Midsummer's Eve

by Tristin Grizel Dean profile

Children's
2023

Web Site

Go to the game's main page

Member Reviews

Number of Reviews: 2
Write a review


1 of 1 people found the following review helpful:
A chance to win a fun scavenger hunt if your 13 year old self never did, June 19, 2023
by Andrew Schultz (Chicago)
Related reviews: TALP 2023

I remember the author's Sentient Beings as one of the highlights of the first TALP jam. It's quite good, and if you're having withdrawal after finsihing this year's entries, you might want to go back and look at it. It's a scavenger hunt, like Midsummer's Eve, but there are fewer things to collect and more abstract puzzles. With SB, there's no doubt you'll get things done. You have 24 total specimens to find and can only carry 6 jars, so you can go back and forth a bit. There are a few verbs to guess, but they're hinted directly elsewhere. It's fun and cute and well done.

Midsummer's Eve is a lot less solitary, and you are a kid who vows to win your town's treasure hunt this year in a town full of magic. The treasure hunt features 12 clues, nicely laid out so that kids hunting for clues can find them and put them back or, in the case of one gift item, everyone gets one, because it's the sort of item kids like. The clues aren't strictly ordered, but you need tone to get another, sometimes. Clues 1-7 build to finding clues 8-12, each of which gives a piece of a passcode you tell to win. There are even other kids walking around, but you're way faster than they are. Still, you can ask them for clues! In fact they're cute in a clueless sort of way saying "I think you have to (X)." One was still struggling on solving zero clues when I had ten. I kind of felt mean pumping them repeatedly for clues, or maybe I was chuckling a bit inside at them, once again in touch with my inner ten-year-old. (For silly features, I think it would be cute to have a no-badgering difficulty level where you can't ask for too many hints at once!)

ME uses the Adventuron parser in interesting ways. You have to order specific food in some cases e.g. ORDER HAMBURGER WITH MUSTARD. The garnishes matter to find a few clues. There's not a lot you have to intuit, which is not surprising, because really abstract puzzles would be mean to thirteen year olds who just wanted a fun treasure hunt. And while some of this is, for the reductionist, just following instructions, it's all tied up in things like climbing mushrooms or interacting with a mythical beast. But there are also commoner pleasures such as riding a Ferris wheel or playing carnival games. These don't interest me-the-adult, but I really enjoyed being able to play along as a kid who thought they were wonderful or mysterious or whatever. Also, in a thoughtful fun twist, the specific food you order? Well, you can only carry one at a time, but you can just eat it and order something else. Everything is free. Yay! You literally have an excuse to eat until you're sick, or until you can't avoid being sick tomorrow. That's what festivals are for.

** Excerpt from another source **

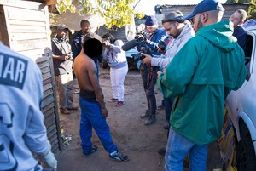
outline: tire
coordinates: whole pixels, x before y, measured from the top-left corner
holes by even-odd
[[[236,148],[237,170],[256,171],[256,157],[250,132],[243,121],[239,125],[241,140]]]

The graphics are all very good and add to the mystic feel. I read on the Adventuron server they were AI generated but given my attempts to create cover art with AI, it's a lot trickier than saying "Okay, draw a big picture with this that and the other." In fact I had a weird bit of discovery where one location appeared to be plain, but lo and behold, on revisiting it, the graphic actually loaded this time. It added to the whole magic feel. I usually knew to wait for Adventuron graphics to load, but my eagerness to explore and beat the other kids out betrayed me for a bit.

There's also a mystery intertwined into all this. I wound up restarting in order to actually get a transcript, and I solved the side quest (or a chunk of it) before finding the final clue I hadn't. But I had fun rolling through things and forgot to check off on the secret items. This speaks to replayability. And the layout is very nice beyond the graphics. You can either click on CLUES (to see the clues–as an adult, 12 clues is a lot to juggle) or MAP or just type those commands. You forget this sort of thing once you get used to it. I was also surprised you could mouse-click on the help menu. This isn't cutting-edge GUI for AAA game studios, but it's so welcome for independent games.

I really enjoyed my experience with ME and I suspect you will too. There are a lot of things that just felt right, such as a grouchy man distracting me from taking an item I needed, and I missed the obvious way to get around that for a bit. It has a good economy and balance for its rooms, too. By that, I mean that there's usually only one thing to do per room, so even if that last clue evades you, you can focus on rooms where you've done nothing yet and potentially even cross off ones where you have, and with the rooms mostly in a figure-eight, you never have to backtrack too far. The descriptions are robust enough that this process of elimination works and you shouldn't get bogged down, wherever you might get stuck. Also, the clues are ranked by ease of discovery, which is a nice gesture for both 13 year old kids and whoever is playing this game.

So it's a well-balanced game, and you need/get to do a lot of neat things to find all twelve clues. Oh, and you can't cheat and tell the answer right away, even if you know four of the pass-phrase's words and can guess the fifth.